Et ce matin, parcourant distraitement le journal, je tombe sur ceci:
Non, vous ne rêvez pas et le pire, j'ai l'impression diffuse que cela ne choque que moi. Cet homme a écrit ses dernières volontés en précisant qu'il exigeait un hommage national. Avec allocution présidentielle, s'il vous plait. Plus un hommage particulier rue de Solférino. Et des cendres dispersées en toute simplicité dans un somptueux village corse. Personne ne relève l'incroyable vanité humaine ? Personne ? Michel Rocard, jamais ELU par la France entière - on pense ce qu'on veut de François Mitterrand mais il avait été élu par le peuple - juste nommé brièvement ministre, demande un hommage national...
Si n'importe qui peut être Victor Hugo, je ne vois plus l'intérêt de se retenir et j'incite n'importe quel lambda moyen à exiger ses funérailles nationales pour ruiner un peu plus vite le pays. Soyons tous prétentieux, c'est dans l'air du temps.
On peut aussi relire avec nostalgie le testament de Charles de Gaulle, bijou d'humilité suprême ou d'orgueil absolu, je ne sais pas. Mais je préfère l'orgueil à l'hypocrisie. Et quitte à être orpheline d'un grand homme, je sais qui je choisis.
Pour mémoire :
Le testament du Général
Document manuscrit, fait en 3 exemplaires numérotés (le 1er à Georges Pompidou, le second à Elisabeth de Gaulle et le troisième à Philippe de Gaulle)
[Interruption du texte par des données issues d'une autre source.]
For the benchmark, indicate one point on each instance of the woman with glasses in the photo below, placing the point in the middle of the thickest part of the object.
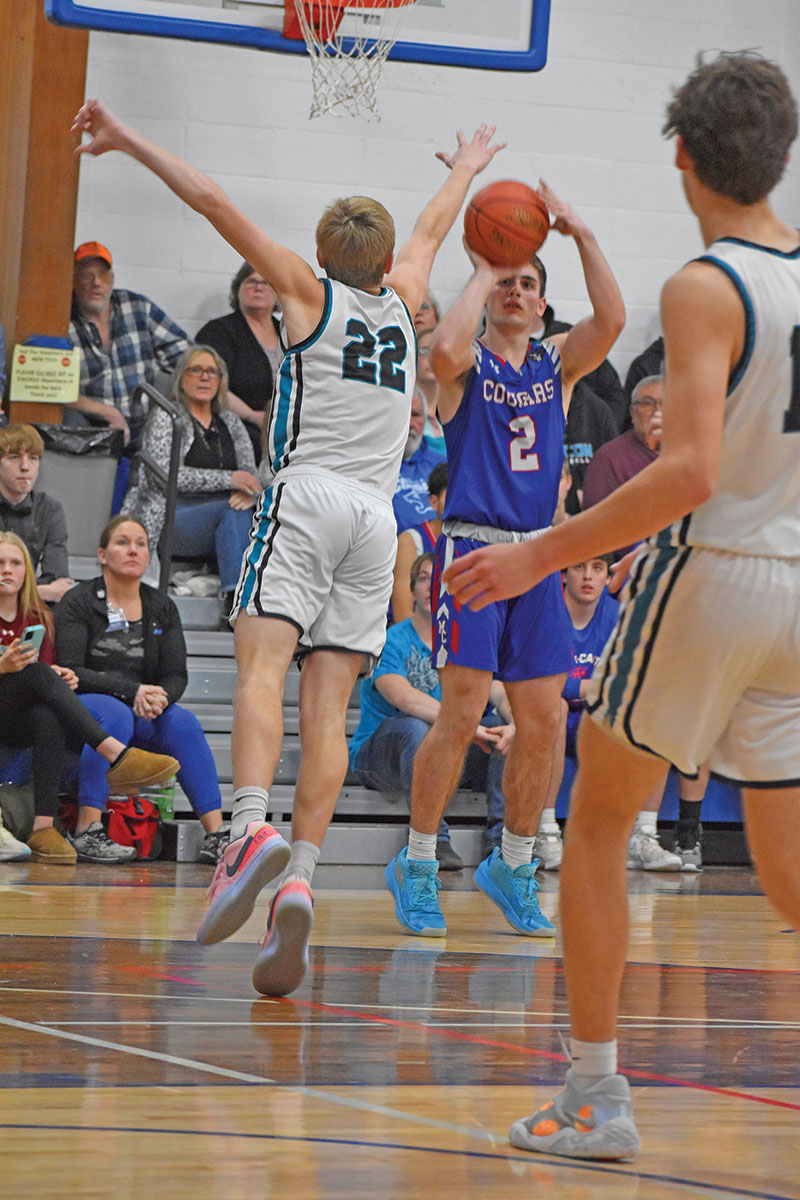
(247, 340)
(216, 481)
Je veux que mes obsèques aient lieu à Colombey-les-Deux-Eglises. Si je meurs ailleurs, il faudra transporter mon corps chez moi, sans la moindre cérémonie publique. Ma tombe sera celle où repose déjà ma fille Anne et où, un jour reposera ma femme. Inscription : Charles de Gaulle (1890-?.). Rien d'autre. La cérémonie sera réglée par mon fils, ma fille, mon gendre, ma belle-fille, aidés par mon cabinet, de telle sorte qu'elle soit extrêmement simple. Je ne veux pas d'obsèques nationales. Ni président, ni ministres, ni bureaux d'assemblées, ni corps constitués. Seules, les Armées françaises pourront participer officiellement, en tant que telles ; mais leur participation devra être de dimension très modeste, sans musiques, ni fanfares, ni sonneries. Aucun discours ne devra être prononcé, ni à l'Église ni ailleurs. Pas d'oraison funèbre au Parlement. Aucun emplacement réservé pendant la cérémonie, sinon à ma famille, à mes Compagnons membres de l'ordre de la Libération, au Conseil municipal de Colombey. Les hommes et femmes de France et d'autres pays du monde pourront, s'ils le désirent, faire à ma mémoire l'honneur d'accompagner mon corps jusque sa dernière demeure. Mais c'est dans le silence que je souhaite qu'il y soit conduit. Je déclare refuser d'avance toute distinction, promotion, dignité, citation, décoration, qu'elle soit française ou étrangère. Si l'une quelconque m'était décernée, ce serait en violation de mes dernières volontés.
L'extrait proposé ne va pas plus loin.